Gogi Saroj Pal: The Interpreter of Unsettling Questions

Gogi Saroj Pal: The Interpreter of Unsettling Questions

Gogi Saroj Pal: The Interpreter of Unsettling Questions

Gogi Saroj Pal:
The Interpreter of Unsettling Questions

Kishore Singh

March 01, 2024

Gogi Saroj Pal, Untitled (detail), 1986, 38.7 x 50.0 in. Collection: DAG

Gogi was like the quintessential Cheshire cat, never entirely here, never quite there either, as chimerical as her quicksilver personality, oftener a voice on the phone than physically present.

She wanted her art to be larger than her, but though diminutively small, she overpowered it through her scathing wit and her gleeful joy at causing offence with a tongue she trained to power with words intended to hurt. Yet, she was never irrational, nor spiteful or mean; she merely spoke her mind, hoping the reaction would be as volcanic as it usually was. Everyone who met her had a favourite Gogi story or two or three; anyone who visited her came out gasping for breath from her cigarette-smoke filled studio; eventually, everyone was seduced by her disarming charm.

Gogi Saroj Pal, Self-Portrait, 1989, Gouache on paper, 13.0 x 9.5 in. Collection: DAG

You would have expected her art to be full of fire and brimstone—and certainly when she passed away on 27 January this year, she left a yawning hole in the world of feminist Indian art—yet, her work was questioning rather than excoriating. Her paintings were not provocative, they simply told the truth as she saw it, which was without rancor. She did not promise social change, but she did question every status quo. If she was a feminist, she was a humanitarian first.

Gogi Saroj Pal, Mother and Child, 1987, Ink on paper, 23.0 x 18.0 in. Collection: DAG

A student of Banasthali Vidyapeeth in Rajasthan and the College of Art, Delhi, Gogi’s earliest paintings looked at relationships through the prism of human selfishness. There were no mythological or historical references, though she could—and did—tell you stories from these sources over glasses of dark, sweetened tea that she persuaded you to share with her. Instead, she opted for a poignant note, her characters almost disappearing into the sepulchral tones of her canvas through the neglect of others—exactly the cancel culture she hoped viewers would notice in her work.
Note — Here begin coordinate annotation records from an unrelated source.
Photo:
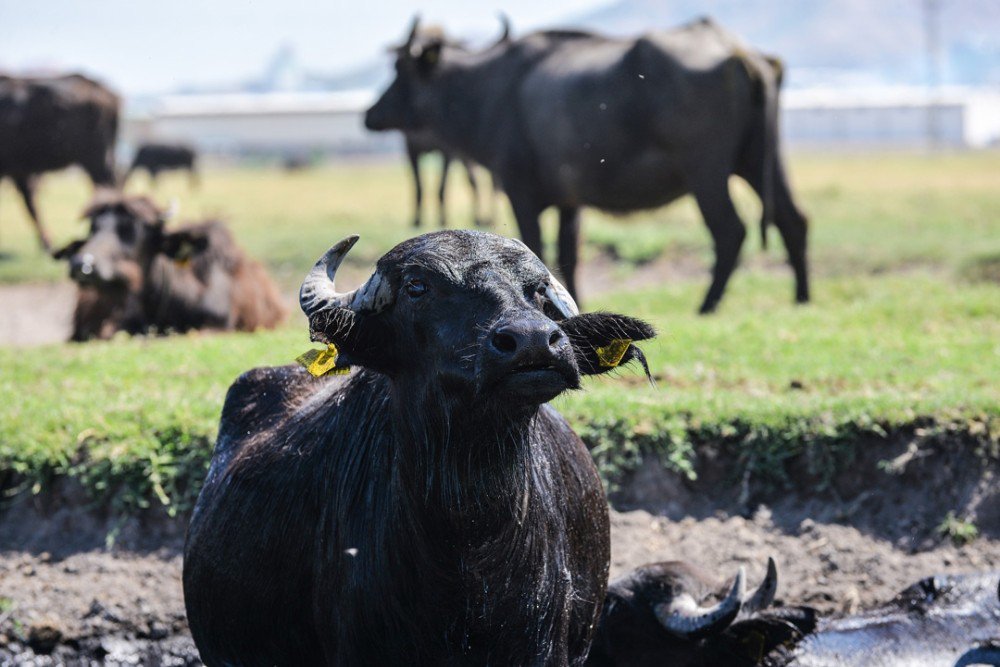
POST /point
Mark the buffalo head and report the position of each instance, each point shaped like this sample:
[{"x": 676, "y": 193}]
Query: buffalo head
[
  {"x": 421, "y": 60},
  {"x": 126, "y": 234},
  {"x": 656, "y": 615},
  {"x": 477, "y": 313}
]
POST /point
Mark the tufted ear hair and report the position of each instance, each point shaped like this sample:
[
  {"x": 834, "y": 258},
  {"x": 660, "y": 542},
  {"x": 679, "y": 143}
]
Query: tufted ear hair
[{"x": 604, "y": 341}]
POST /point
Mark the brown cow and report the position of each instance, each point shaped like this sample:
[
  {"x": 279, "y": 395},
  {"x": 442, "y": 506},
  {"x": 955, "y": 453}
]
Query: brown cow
[
  {"x": 138, "y": 277},
  {"x": 49, "y": 123}
]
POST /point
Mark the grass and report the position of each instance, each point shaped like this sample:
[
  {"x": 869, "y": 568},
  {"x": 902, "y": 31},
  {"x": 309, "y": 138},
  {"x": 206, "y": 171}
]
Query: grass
[{"x": 904, "y": 334}]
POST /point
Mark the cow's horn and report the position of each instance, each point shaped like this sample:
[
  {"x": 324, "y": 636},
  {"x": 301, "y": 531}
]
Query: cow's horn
[
  {"x": 318, "y": 291},
  {"x": 560, "y": 298},
  {"x": 764, "y": 595},
  {"x": 505, "y": 29},
  {"x": 414, "y": 26},
  {"x": 684, "y": 618}
]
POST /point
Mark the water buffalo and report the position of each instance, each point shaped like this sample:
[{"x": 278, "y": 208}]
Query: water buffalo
[
  {"x": 653, "y": 616},
  {"x": 156, "y": 158},
  {"x": 942, "y": 621},
  {"x": 419, "y": 144},
  {"x": 429, "y": 508},
  {"x": 422, "y": 142},
  {"x": 571, "y": 119},
  {"x": 51, "y": 123},
  {"x": 134, "y": 275}
]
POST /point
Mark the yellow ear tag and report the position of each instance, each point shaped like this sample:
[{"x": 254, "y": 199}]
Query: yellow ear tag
[
  {"x": 611, "y": 354},
  {"x": 322, "y": 362}
]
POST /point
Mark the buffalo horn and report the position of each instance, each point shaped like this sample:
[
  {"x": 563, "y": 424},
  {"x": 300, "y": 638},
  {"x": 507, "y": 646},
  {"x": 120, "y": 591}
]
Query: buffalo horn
[
  {"x": 318, "y": 291},
  {"x": 560, "y": 298},
  {"x": 685, "y": 618}
]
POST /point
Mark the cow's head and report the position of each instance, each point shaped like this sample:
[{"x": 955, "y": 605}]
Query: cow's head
[
  {"x": 421, "y": 60},
  {"x": 657, "y": 615},
  {"x": 476, "y": 313},
  {"x": 126, "y": 234}
]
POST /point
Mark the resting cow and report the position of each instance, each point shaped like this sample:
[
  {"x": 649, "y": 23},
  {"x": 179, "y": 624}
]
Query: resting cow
[
  {"x": 156, "y": 158},
  {"x": 571, "y": 119},
  {"x": 943, "y": 621},
  {"x": 51, "y": 123},
  {"x": 653, "y": 617},
  {"x": 429, "y": 508},
  {"x": 134, "y": 275}
]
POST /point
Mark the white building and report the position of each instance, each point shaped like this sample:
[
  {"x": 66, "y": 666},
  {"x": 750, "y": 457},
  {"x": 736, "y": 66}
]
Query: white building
[
  {"x": 889, "y": 118},
  {"x": 331, "y": 123},
  {"x": 262, "y": 124}
]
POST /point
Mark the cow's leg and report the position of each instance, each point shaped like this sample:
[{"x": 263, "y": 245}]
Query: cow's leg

Gogi Saroj Pal, Untitled, Late 1990s, Watercolour and gouache on paper, 37.2 x 29.0 in. Collection: DAG

But her natural ebullience surfaced soon after as Gogi’s paintings became vibrant with colour. Borrowing from tradition, she painted her popular Nayika series of beloveds entirely for her—and their own—self-satisfaction. Her Nayikas waited on no one and for no one. Completely self-absorbed, they were their own gaze, thus robbing the male viewer of any authority or agency over them. Preening at their toilette, lipsticked and nail-polished, they afforded their own pleasure, a clarion call for rebellion that burnt no bras and shouted no slogans, a quiet revolution that nevertheless challenged patriarchal foundations without appearing threatening. This was Gogi’s greatest triumph as a modernist.

Gogi Saroj Pal, Kamdhenu, Gouache on paper, 1995, 22.7 x 17.7 in. Collection: DAG

She went on to create other versions of women and her own self, as the mythical, hybrid creatures the Kamdhenu (or wish-fulfilling cow), the Kinnari (bird-woman), and the Dancing Horse. In her Homecoming series, she was the kinnari returning home, only to find it closed to her, so she could look in but not be let in. In these gentle ways she drove home the loneliness and alienation of women from discourse as well as history. Her women protagonists walked through streams of fire and forded streams with raging currents to attest their purity in a society ruled by men, so she absented those men from her paintings. If she placed sex workers within her compositions as question marks for society, she did not shy away from representing the Roop Kanwar sati that shook India in 1987 or the Nirbhaya rape case that brought about sweeping reforms in 2012. She even made the humble onion the subject of her paintings when a rise in the prices of the staple in middle class homes and their budgets led to unhappiness and despair.

Gogi Saroj Pal, Nayika, 1994, Gouache on paper, 10.0 x 14.2 in. Collection: DAG

At first glance, Gogi’s work is merely an aesthetic diversion in the warp and weft of Indian modern art, but what appears at first glance innocent is riven with the many anomalies she noticed around herself and thought to share with her viewers and collectors. Their pleasing colours beguile, but ultimately Gogi’s paintings (and few sculptures) never stop asking us whether we understand what women have to put up with so that the world as we know it goes on. In her ultimately unsettling paintings, Gogi held up a mirror to every one of us. She may have gone, but that mirror is still here in front of us.